Tiny ‘Racetracks’ Show How Bacteria Get Organized

bacteria
Bacteria clustered together in tiny racetracks exhibit complex collective dynamics. New research shows that those dynamics emerge due to collisions and fluid flow. CREDIT H. Wioland/E. Lushi/R.E. Goldstein

As the world prepares to watch the Summer Olympics’ track and field events in Rio, it will come as no surprise that the runners in each race travel in the same direction around the track. But new research shows that if those runners were bacteria, the dynamics on the track would be a bit more complex — and more than a little puzzling.

According to work by an international group of researchers, when bacteria are confined in millimeter-sized, fluid-filled oval “racetracks,” they quickly organize themselves into a clear collective motion. But instead of all traveling in one direction, individual bacteria along the outside of the track go one way, while those in the middle go the other.

The aim of the work was to better understand how bacterial colonies spread though tiny water-filled cracks and crevices they inhabit in natural settings like rock, soil or body tissue. And thanks to these experiments and a set of computer models, the researchers believe they’ve figured out how these complex dynamics emerge in colonies of rather unsophisticated creatures.

The study, by researchers from Brown University and the University of Cambridge, is published in the New Journal of Physics.

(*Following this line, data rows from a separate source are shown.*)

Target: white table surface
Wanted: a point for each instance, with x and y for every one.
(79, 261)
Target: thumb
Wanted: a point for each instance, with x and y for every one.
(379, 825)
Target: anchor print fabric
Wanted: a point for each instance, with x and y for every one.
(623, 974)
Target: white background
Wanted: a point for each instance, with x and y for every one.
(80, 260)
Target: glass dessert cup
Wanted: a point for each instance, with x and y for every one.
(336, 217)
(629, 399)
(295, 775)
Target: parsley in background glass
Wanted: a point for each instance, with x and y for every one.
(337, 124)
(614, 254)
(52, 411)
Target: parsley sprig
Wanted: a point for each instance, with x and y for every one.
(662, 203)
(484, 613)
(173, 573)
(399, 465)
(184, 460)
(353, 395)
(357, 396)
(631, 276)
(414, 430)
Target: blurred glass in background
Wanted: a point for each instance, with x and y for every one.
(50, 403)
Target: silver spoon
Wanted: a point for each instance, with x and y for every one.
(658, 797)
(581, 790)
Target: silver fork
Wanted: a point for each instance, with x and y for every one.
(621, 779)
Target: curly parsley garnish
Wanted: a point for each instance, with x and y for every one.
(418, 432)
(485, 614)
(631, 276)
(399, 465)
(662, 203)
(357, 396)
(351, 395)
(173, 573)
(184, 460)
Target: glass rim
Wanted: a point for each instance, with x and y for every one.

Nature is full of collective patterns that emerge from the behavior of individual organisms. Flocks of starlings, for example, can often be seen creating intricate, flowing patterns in the sky. Bacteria are known to exhibit these kinds of seemingly coordinated patterns as well.

“It’s not at all obvious how they do this,” said Enkeleida Lushi, a researcher at Brown University‘s School of Engineering and one of the study’s co-authors. “Bacteria don’t have leaders to follow, they have limited sensory systems, and they’re not very smart. They can’t really make decisions about where to go, so it is all down to mechanical interactions between themselves and their surroundings.”

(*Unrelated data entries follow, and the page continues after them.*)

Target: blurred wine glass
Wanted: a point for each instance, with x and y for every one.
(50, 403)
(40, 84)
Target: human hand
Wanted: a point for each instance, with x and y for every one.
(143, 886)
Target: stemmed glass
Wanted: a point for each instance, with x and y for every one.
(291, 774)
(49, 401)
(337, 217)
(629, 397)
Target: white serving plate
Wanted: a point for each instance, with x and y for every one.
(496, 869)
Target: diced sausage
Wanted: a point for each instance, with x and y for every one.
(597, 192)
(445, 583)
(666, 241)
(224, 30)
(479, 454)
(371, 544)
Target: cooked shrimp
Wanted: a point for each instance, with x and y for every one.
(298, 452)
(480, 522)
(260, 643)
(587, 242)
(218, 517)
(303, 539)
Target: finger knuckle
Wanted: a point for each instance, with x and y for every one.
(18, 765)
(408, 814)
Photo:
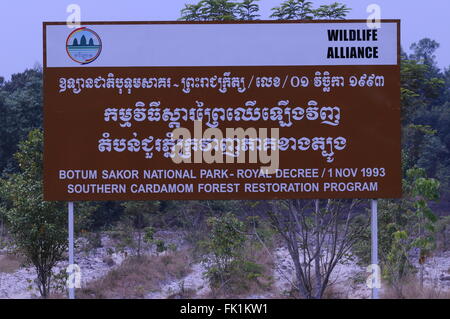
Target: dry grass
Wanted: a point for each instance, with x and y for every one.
(136, 277)
(411, 290)
(253, 278)
(10, 263)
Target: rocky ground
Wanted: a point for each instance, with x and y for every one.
(348, 278)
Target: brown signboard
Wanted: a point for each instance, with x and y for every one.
(318, 103)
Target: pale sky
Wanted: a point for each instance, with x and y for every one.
(21, 22)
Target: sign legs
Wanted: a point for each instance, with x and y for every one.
(374, 247)
(71, 248)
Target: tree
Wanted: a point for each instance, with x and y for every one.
(421, 190)
(248, 10)
(21, 110)
(224, 247)
(317, 239)
(424, 51)
(292, 10)
(332, 11)
(192, 12)
(38, 227)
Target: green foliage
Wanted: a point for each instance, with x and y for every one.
(293, 10)
(138, 215)
(224, 246)
(332, 11)
(21, 110)
(216, 10)
(248, 10)
(38, 227)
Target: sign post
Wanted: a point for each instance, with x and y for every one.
(317, 102)
(374, 248)
(71, 280)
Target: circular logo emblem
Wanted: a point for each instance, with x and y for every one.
(83, 45)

For the past several years, Lushi and her colleagues have been working to understand how collective patterns in bacterial colonies form. For this latest research, they wanted to design an experiment that would mimic the tiny channels in which bacteria thrive in nature. Their solution was to make tiny racetracks from clear plastic, so they could observe the behavior of Bacillus subtilis bacteria under a microscope.

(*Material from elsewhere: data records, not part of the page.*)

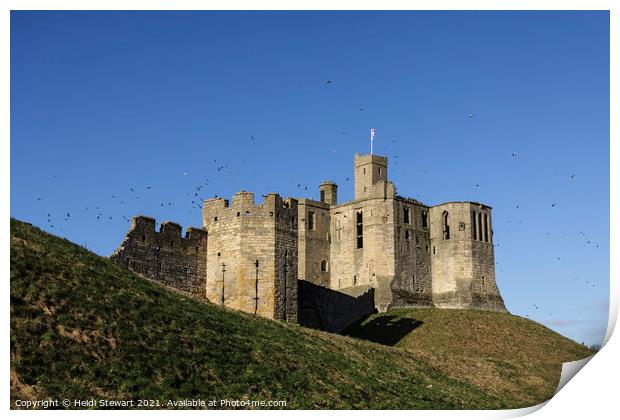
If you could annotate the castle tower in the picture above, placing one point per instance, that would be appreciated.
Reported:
(329, 193)
(252, 259)
(462, 257)
(369, 170)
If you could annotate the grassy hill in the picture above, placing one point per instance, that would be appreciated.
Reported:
(83, 327)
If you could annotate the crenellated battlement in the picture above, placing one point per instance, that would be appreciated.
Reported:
(165, 256)
(250, 255)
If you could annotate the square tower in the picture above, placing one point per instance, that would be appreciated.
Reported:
(369, 169)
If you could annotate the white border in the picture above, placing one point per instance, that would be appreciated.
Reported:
(593, 394)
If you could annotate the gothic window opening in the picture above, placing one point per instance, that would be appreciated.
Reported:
(473, 226)
(486, 228)
(424, 218)
(311, 221)
(360, 230)
(446, 226)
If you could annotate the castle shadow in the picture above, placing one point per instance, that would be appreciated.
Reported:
(387, 330)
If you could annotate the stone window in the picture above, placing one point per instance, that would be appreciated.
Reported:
(486, 228)
(337, 228)
(360, 230)
(473, 226)
(446, 225)
(424, 218)
(311, 220)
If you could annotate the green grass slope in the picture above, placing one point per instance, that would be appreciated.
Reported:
(505, 355)
(83, 327)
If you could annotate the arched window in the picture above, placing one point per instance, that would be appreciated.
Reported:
(474, 231)
(486, 228)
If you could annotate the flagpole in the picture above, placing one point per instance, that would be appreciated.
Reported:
(372, 137)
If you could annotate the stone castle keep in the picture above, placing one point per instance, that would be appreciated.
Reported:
(323, 264)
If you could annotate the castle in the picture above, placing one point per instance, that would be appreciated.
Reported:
(323, 264)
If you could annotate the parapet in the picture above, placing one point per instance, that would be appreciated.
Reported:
(170, 229)
(142, 222)
(366, 159)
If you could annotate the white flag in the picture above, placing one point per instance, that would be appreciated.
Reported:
(372, 137)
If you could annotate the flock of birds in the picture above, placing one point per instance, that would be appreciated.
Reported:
(197, 194)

The experiments showed that the chaotic motion of all those individual swimmers quickly organizes itself into a collective motion, with bacteria in the middle of the track going in the opposite direction from those on the outer edges. (See video of the bacteria in action here: https://www.youtube.com/watch?v=feCQf_5B8jI)

In order to understand what was driving that pattern, Lushi developed a computer model that captured two critical parameters that affect how the bacteria move in a densely packed colony. The first parameter involves the collisions that occur as bacteria try to swim in close quarters. The model showed that, as bacteria bang into each other, the collisions tend to orient individuals in the same direction.

As for the bi-directional motion — with the middle swimmers moving in opposite direction from the ones at the edges — that is a function of fluid flow, the research showed.

Bacteria propel by pushing against the tiny fluid corkscrew-like appendages called flagella. That pushing creates a fluid flow moving opposite the direction of the swimming. The bacteria along the edges of the track are closely aligned by the track’s outer surface. They swim at an angle against that outer surface, which causes the backflow they create to be aimed toward the middle of the track. The swimmers in the middle have to fight the currents generated on either side of them. Eventually, the flow becomes more than they can handle.

“Even though they’re trying to go in the same direction as the ones on the boundaries, they’re being carried backward by the fluid,” Lushi said.

The results, Lushi says, underscore the importance of fluid flows in explaining collective dynamics. Despite the fact that most bacteria thrive and have evolved in fluid environments, the effects of fluid flows are often overlooked in explaining their behavior.

Eventually, Lushi and her colleagues are hopeful that research like this might deepen our understanding of how bacteria spread in their natural environment. It could also aid in the development of medical devices with surfaces and architectures that can manipulate bacterial movements and spread.

Those applications, however, remain a bit further down the road, Lushi said. “At this point, we’re still taking baby steps to learn about the bacterial interactions and behaviors.”